Nonostante la loro carriera sia sta quasi ininterrotta dal 1963 in poi – con solo una breve sospensione nella seconda metà degli anni settanta, i Pretty Things sono stati piuttosto avari quanto a dischi, preferendo concentrarsi su un’intensa ed incendiaria carriera concertistica.
Dick Taylor per la cronaca, chitarrista dal suono potente, era stato reclutato da Brian Jones (insieme a Jagger e Richards che con lui facevano parte dei Blue Boys) per suonare nel gruppo che Jones stava mettendo insieme (occorre dirvi il nome?), ma dopo un po’ ne era uscito perché lo avevano destinato a suonare il basso e la cosa non gli piaceva.
Il disco finale dei Pretty Things, uscito a settembre dello scorso anno col titolo di Bare As Bone, Bright As Blood è un disco dalle atmosfere acustiche realizzato con l’aiuto di pochi comprimari, praticamente tutti chitarristi (tra cui George Woosey, il bassista degli ultimi dodici anni) , con l’esclusione del violinista Jon Wigg e di Sam Brothers, che suona anche banjo e armonica. Taylor e May mettono in fila una dozzina di composizioni dalle diverse ispirazioni, da brani cantautorali presi in prestito ad illustri colleghi più giovani a solidi blues dal pedigree eccellentissimo che permettono a Taylor di svisare con la slide e a May di adattare la sua nuova voce arrochita dagli anni e dalla malattia. Il risultato è pregevole fin dall’iniziale ripresa di Can’t Be Satisfied e da Come On In My Kitchen (l’armonica di Brothers è qui semplicemente unica) che nulla hanno da invidiare alle molte che abbiamo già ascoltato e per di più sfoderano anche arrangiamenti non scontati.
Ain’t No Grave, come il titolo fa evincere, è un blues sepolcrale preso in prestito dal predicatore pentecostale americano Claude Ely, mentre Falultline è una personale rivisitazione di un brano dei Black Rebel Motorcycle Club, tratto dal terzo disco della band uscito nel 2005. Con Redemption Day, che chiude il lato A, i Pretty Things rileggono invece Sheryl Corw, come se si trattasse di una canzone di Nick Cave, con la voce di May che si fa particolarmente profonda e dolente.

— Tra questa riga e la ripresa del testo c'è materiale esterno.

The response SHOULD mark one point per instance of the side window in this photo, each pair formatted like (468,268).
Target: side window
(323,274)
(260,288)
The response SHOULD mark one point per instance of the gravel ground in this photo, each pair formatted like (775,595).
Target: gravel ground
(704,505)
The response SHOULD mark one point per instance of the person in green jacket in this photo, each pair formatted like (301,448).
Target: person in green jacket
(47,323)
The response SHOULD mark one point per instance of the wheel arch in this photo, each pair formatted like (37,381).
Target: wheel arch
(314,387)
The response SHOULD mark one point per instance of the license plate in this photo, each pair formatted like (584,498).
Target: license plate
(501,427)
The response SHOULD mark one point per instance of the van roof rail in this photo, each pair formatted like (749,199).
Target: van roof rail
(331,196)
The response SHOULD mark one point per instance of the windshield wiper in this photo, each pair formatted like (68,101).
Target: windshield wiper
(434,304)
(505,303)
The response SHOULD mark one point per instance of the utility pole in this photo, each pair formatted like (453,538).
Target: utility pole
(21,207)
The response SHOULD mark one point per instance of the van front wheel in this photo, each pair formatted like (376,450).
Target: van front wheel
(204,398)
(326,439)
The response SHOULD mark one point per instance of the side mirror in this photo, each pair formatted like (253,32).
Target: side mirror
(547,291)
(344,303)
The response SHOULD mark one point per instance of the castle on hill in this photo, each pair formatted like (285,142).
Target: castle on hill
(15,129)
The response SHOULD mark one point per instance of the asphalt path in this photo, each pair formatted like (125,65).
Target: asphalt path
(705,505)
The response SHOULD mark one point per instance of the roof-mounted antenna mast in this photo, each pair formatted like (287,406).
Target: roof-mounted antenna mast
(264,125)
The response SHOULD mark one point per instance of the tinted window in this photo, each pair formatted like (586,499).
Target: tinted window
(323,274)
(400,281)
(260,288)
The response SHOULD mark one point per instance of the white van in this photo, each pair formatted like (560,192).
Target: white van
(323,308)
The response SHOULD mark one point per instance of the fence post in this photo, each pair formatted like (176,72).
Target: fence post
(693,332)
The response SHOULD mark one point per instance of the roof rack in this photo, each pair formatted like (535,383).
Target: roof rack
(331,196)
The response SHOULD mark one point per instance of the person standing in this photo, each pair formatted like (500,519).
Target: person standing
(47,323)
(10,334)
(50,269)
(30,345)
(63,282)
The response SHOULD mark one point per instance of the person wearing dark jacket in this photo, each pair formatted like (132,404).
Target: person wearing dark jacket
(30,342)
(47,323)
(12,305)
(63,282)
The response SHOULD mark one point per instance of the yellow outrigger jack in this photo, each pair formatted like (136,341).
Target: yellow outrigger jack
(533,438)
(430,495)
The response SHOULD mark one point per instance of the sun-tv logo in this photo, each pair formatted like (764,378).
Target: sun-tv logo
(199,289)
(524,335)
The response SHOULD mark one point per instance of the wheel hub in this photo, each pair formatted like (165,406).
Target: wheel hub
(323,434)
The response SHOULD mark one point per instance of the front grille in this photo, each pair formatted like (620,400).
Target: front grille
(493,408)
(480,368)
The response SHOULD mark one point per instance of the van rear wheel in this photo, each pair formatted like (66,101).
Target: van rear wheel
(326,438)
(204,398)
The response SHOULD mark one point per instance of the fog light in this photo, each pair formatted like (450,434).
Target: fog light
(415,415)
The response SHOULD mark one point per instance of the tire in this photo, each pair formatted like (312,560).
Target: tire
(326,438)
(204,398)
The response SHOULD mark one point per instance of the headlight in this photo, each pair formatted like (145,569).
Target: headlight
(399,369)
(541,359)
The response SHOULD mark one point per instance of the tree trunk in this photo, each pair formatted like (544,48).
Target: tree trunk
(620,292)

Il lato B parte con una doppietta altrettanto dolente, una composizione di Gillian Welch (The Devil Had A Hold On Me) e una di Woosey (Bright As Blood), entrambe caratterizzate dagli interventi di banjo e violino.
Poi si torna al blues eterno con una Love In Vain come si deve, una delle poche davvero valide dopo quella dei Rolling Stones e il traditional Black Girl (un brano di dominio pubblico che con altri titoli si era già fatto interpretare dal Sir Douglas Quintet e da Gene Clark, tra i molti): la versione è all’altezza del sound cupo, quasi da funerale, che pervade buona parte del disco, quasi i Pretty Things avessero avuto il sentore che non ce ne sarebbero stati altri.
To Build A Wall, del cantautore britannico Will Varley, è dedicata da May ai figli ed è forse il brano in cui la voce arranca maggiormente, si sente la sofferenza del cantante che la interpreta in maniera molto sentita, poi con la lenta ballata Another World il disco giunge al capolinea, un disco importante e non solo perché dai Pretty Things altri non ne avremo.